Please present the work and your organization's goal. What inspired you to create such a platform for women in the capital market?

Shelley: We are a financial platform explicitly inviting women and gender-diverse people to participate as early-stage investors in companies led or owned by women. The organization was named "The51" because women make up 51% of the population but only receive 2.2% of all venture capital globally. Our objective is to be influential financial innovators and build women's capacity – their financial understanding, literacy, and knowledge about investing, thereby building confident early-stage venture investors. Our goal is to activate CDN $2.5 billion of women's capital by 2030.


What strategies do you use to increase women's participation in economic growth through capital investment?

Shelley: We have developed an educational program called the Financial Feminism Investing Lab. There is an investor edition and a founder edition, so the lab offers catered, financial feminist, educational content for investors and founders respectively. It has everything to do with financial literacy, and knowledge about investing and building an early-stage venture with that financial wherewithal. Education is the first strategy; that's where we can tap into women's curiosity. We can help women to build confidence about all things financial, and then they can go out into the broader ecosystem and get activated. Some of them will get started with our organization. 

Another strategy is giving women the space to have a conversation about the information or the wisdom that they don't yet have, and to access actual peer wisdom across their community. So, it's not about being the smartest in the room; it's about the collective intelligence and the collective wisdom across that community.

One more strategy we have on our to do list, is to commit some funds to the research of financial feminism in partnership with universities across Canada. This will significantly help us track towards our goal of CDN $2.5 billion by 2030.


What do you think are the main barriers/ challenges that reduce women's participation in the financial market?

Shelley: The main barriers are related to the lack of financial literacy among women and communities where women can advance their education. We created a safe environment for women to ask the questions they were otherwise afraid to ask—our investor community. Finally, the current research on financial feminism across Canada is highly insufficient, hindering a fast advancement.  

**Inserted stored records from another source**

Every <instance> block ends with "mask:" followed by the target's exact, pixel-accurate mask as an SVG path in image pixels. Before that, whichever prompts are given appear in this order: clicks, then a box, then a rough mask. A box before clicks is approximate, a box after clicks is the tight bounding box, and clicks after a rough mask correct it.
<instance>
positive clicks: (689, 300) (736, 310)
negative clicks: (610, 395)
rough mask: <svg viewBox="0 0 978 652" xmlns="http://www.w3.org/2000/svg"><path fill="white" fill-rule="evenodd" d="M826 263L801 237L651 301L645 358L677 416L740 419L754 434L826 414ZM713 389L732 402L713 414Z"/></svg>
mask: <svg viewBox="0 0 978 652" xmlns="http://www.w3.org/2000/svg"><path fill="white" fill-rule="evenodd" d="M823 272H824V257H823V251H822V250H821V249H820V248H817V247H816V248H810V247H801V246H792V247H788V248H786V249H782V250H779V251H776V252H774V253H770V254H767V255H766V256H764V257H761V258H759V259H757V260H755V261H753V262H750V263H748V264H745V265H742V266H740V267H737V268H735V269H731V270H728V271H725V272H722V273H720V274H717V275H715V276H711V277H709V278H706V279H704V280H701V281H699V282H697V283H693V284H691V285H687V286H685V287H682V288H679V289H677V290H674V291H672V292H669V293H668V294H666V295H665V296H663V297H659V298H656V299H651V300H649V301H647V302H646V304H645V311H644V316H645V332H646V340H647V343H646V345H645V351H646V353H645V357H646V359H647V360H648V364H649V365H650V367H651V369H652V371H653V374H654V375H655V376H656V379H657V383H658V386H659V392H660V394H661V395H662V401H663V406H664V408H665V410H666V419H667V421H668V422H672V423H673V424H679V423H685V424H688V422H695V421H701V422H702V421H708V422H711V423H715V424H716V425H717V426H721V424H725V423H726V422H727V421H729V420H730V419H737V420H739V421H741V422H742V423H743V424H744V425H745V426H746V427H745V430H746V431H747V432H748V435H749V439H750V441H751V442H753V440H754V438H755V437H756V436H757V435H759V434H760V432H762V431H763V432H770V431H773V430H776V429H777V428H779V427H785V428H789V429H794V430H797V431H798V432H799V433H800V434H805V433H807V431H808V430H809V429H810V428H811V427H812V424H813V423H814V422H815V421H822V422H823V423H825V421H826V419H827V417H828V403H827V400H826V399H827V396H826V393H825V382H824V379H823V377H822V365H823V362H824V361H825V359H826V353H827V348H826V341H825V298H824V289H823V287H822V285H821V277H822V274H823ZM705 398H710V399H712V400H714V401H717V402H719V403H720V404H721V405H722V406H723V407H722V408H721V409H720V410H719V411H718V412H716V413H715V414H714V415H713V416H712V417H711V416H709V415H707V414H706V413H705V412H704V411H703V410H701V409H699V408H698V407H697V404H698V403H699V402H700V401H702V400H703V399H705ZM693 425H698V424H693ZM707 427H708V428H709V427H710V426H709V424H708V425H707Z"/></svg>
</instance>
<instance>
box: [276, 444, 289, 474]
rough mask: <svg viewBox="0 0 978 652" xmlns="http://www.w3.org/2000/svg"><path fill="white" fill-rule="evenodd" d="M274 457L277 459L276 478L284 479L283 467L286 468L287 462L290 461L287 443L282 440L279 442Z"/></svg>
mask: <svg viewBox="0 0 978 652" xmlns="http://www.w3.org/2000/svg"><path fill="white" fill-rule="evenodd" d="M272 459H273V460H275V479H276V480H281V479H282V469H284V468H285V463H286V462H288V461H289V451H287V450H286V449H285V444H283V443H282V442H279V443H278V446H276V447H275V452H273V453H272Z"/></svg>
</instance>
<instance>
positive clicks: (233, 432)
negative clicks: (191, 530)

How big is your community, and how fast has it grown?

Shelley: We started our community started with 75 women in March 2019. Today, we are more than 19,000. We have activated more than 125 investors in our program, and those investors who graduate from our lab and go on to become investors in the broader ecosystem; some of them activate with The51. But, most importantly, we are building women’s and gender-diverse folks’ capacity as early-stage investors.


To conclude, it is worth noting that the rate of women entrepreneurs and those investing in public and private markets are growing. Women-led companies on Toronto Stock Exchange (TSX) and TSX Venture Exchange (TSXV) raised CDN$1.6B in 2021, up significantly from CDN$488M in 2020[3]. Women are getting more funds as investors and making investment decisions based on the Gender Lens Investing approach[4]. The gender lens investing initiative recommends investors consider gender-based factors such as:

  • - investing more in women-owned or women-led enterprises.
  • - investing in enterprises that promote workplace equity (in staffing, management, boardroom representation, and along their supply chains);
  • - or investing in enterprises that offer products or services that substantially improve the lives of women and girls.